Providing TesterH with unreachable URLs (e.g., internal network addresses, sites behind firewalls without proper access configuration, or non-existent domains) will always result in a test failure.

To ensure successful test execution, please verify that all URLs provided to Tester H are publicly accessible and correctly configured for external access.

Final state verification

Tester H is designed solely to verify the final visible state of a webpage. It cannot perform any actions (like clicking, typing, or scrolling) at this final stage of evaluation.

This means that any condition or outcome you ask Tester H to check must be visually obvious and completely present on the final landing page it’s testing. If the expected state requires an interaction to be revealed, or if it’s on a subsequent page, Tester H will report a failure.

Also, prompt instructions based on brief or quick visual changes will likely not work. For example, “a pop-up appears for two seconds” cannot be reliably verified, as Tester H captures a static final state, not a live interaction.

To ensure successful evaluation by Tester H, make sure your prompt instructions apply to webpage elements that are immediately and fully visible on the final page of your test flow.

Non-idempotent actions in prompts

A “non-idempotent” prompt is one that, if run multiple times, will not produce the same result after the first execution and may lead to a failure.

For example, if your prompt instructs an agent to:

  • Log in: The first time it runs, it logs in. Rerunning it might cause a failure if the system detects an already active session or expects specific state changes upon login that are only valid once.
  • Add a user to a group: The first time it runs, the user is added. Rerunning it will likely fail because the user is already a member of that group.

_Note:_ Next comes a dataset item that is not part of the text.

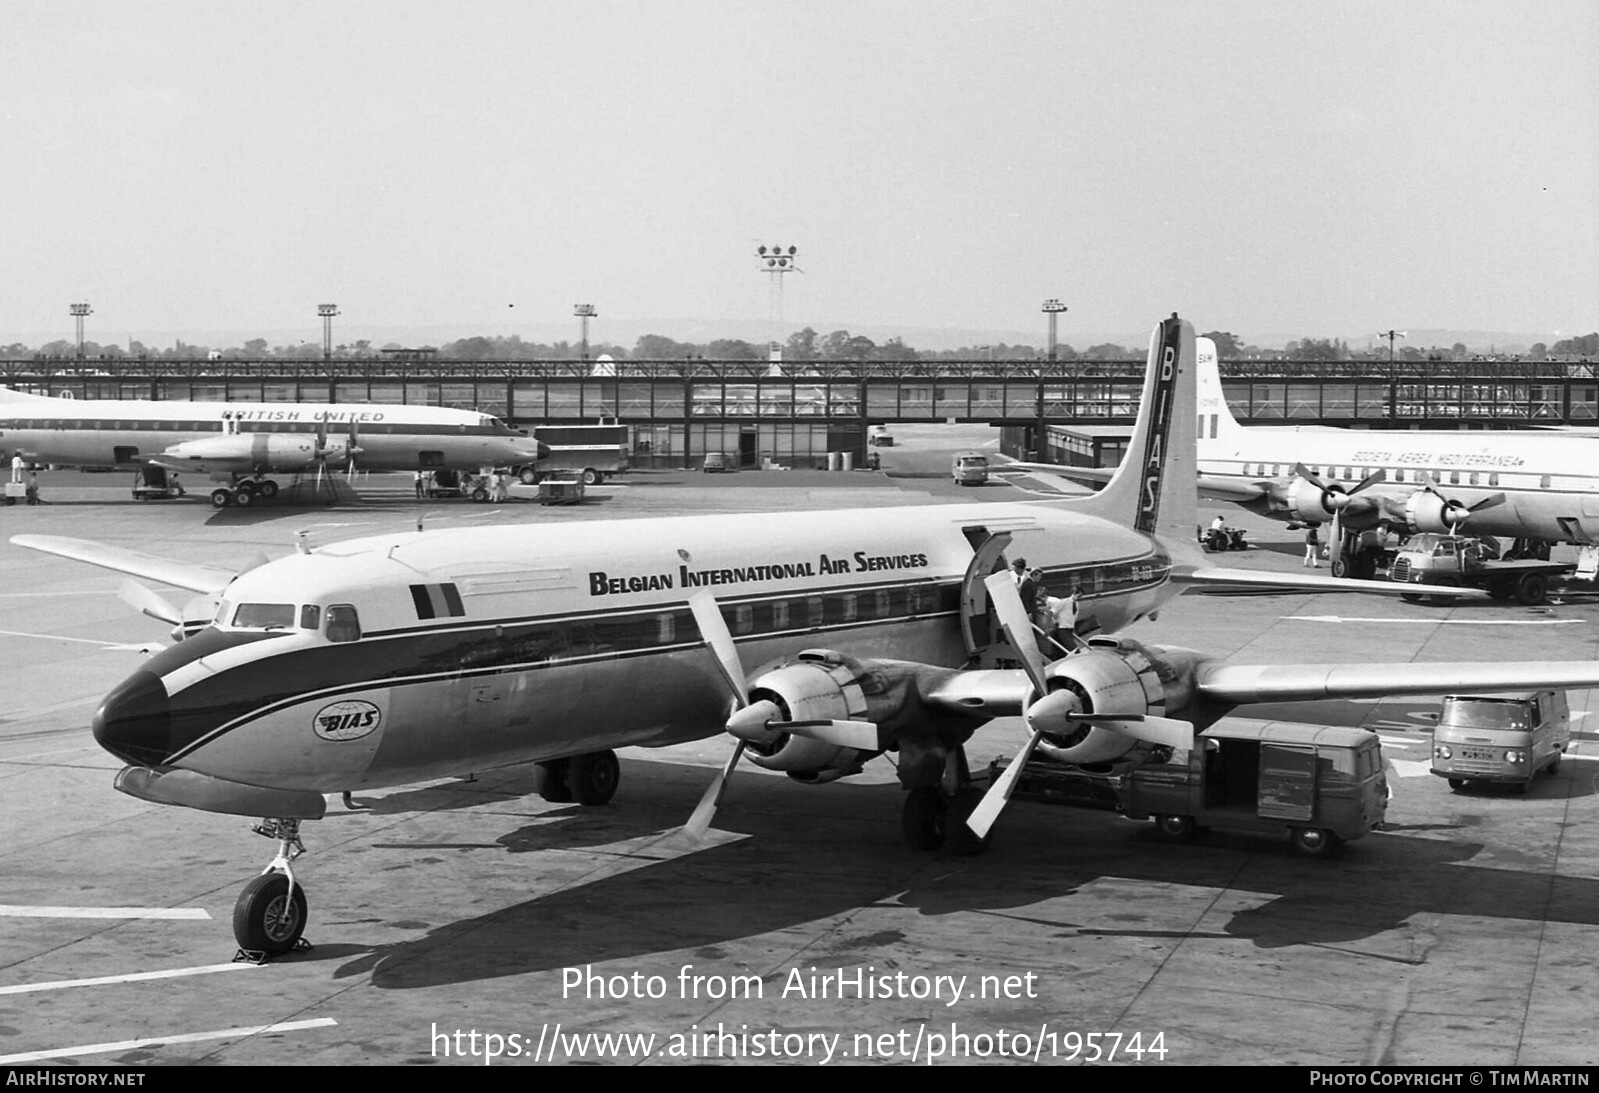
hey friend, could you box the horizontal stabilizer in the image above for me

Tester H (or any agent) expects a consistent environment. If an action within a test can’t be safely repeated without altering the expected outcome or causing an error, it’s considered non-idempotent in this context. This makes testing and debugging unreliable.

To ensure robust and repeatable tests, design your prompts and the underlying test environment to be as idempotent as possible. This often means ensuring that actions can be repeated without unintended side effects or failures.

Complex interactions

Tester H performs less well when simulating more complicated or scroll-heavy interactions, such as interactive maps with layered scrolling or E-commerce product lists with many filters.